How Chefs Go From Restaurant Kitchen to Grocery Store Brand

Jeff Lotman has tried for years to get to Nobuyuki Matsuhisa to license his name. “I don’t believe in ‘no,’” the brand-licensing executive says. “I only believe in ‘No, right now.’ I have chased people for years before they’ve said yes. Chefs are often afraid they can’t get control. They can.”

wolfgang puck

Where Matsuhisa, the world-renowned chef behind Nobu, has refrained, other household-name chefs have done the opposite, signing over their names to restaurant operators, manufacturers, and retailers, lending their image to everything from sauces (Bobby Flay) to spatulas (Alton Brown), chilled ready-made meals (Jamie Oliver) to pressure ovens (Wolfgang Puck), knife sets (Rachael Ray) to K-cups (Emeril Lagasse).

Lotman, the founder and CEO of Global Icons, a Los Angeles-based licensing agency, has been consulting and acting as a middleman in the business of branded goods and services since the early aughts. His agency works more closely now with corporate rather than personal brands, but he remains an opportunistic observer of the market.

The reasoning, as Lotman explains it, is simple: “Ribs I might not buy, but Bobby Flay ribs, yes, I would pick those up.” Flay is as good an archetype of the multi-interest celebrity chef as any, his empire comprising five restaurants — one of them, Bobby’s Burger Palace, is a nine-year-old chain — 11 cookbooks, and a line of sauces and rubs for meat. Flay has been in the eye of the American public since 1994, and a TV regular since 1996.

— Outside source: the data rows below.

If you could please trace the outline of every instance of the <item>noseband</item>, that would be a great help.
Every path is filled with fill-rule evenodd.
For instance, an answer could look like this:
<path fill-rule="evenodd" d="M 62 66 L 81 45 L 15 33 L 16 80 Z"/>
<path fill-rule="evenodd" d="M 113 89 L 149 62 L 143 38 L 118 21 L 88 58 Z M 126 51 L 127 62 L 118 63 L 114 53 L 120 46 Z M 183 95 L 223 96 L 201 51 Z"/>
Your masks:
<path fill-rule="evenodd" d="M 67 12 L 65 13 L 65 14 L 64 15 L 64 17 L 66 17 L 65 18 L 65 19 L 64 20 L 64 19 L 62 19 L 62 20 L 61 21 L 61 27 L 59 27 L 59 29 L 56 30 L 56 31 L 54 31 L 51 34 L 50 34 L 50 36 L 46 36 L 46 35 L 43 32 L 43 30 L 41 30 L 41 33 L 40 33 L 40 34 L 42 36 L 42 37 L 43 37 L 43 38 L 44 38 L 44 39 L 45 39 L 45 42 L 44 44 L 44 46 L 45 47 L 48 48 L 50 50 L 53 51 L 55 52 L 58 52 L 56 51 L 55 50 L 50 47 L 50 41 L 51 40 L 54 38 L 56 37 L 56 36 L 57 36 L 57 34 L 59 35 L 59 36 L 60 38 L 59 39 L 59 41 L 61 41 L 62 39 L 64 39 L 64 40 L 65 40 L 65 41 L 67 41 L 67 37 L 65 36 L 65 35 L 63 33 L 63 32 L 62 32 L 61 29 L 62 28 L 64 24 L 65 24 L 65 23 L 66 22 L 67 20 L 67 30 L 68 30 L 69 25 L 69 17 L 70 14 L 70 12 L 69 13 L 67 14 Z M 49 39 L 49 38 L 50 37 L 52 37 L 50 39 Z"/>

“You need profile,” according to Lotman. “No matter how great the chef is, if I haven’t heard if him, I won’t buy. Once you have that profile, you, as the licensor or brand owner, are in the stronger position.”

According to Lotman, one of the biggest growth areas for chefs and culinary personalities recently has been in restaurant licensing. “Restaurants have learned that consumers see this as a good thing,” he says. “It makes them feel good about a restaurant, it drives them back. Fifteen years ago, there were three restaurant brands bearing people’s names. Now, there are about 80.”

Delivered meal kits lately popularized by companies like Plated and Blue Apron represent another possible conduit for celebrity chefs’ brands, says Lotman, pointing out the logic behind an alliance that grants a chef custody over ingredients as well as recipe and instruction. Chefs like Dominique Crenn and Fabio Viviani have signed on to curate meals with Chef’d, a meal kit company based in Southern California, but straightforward name licenses where chefs have even less responsibility are also on the table. “There may be one or two such licensing deals being negotiated behind the scenes,” Lotman says.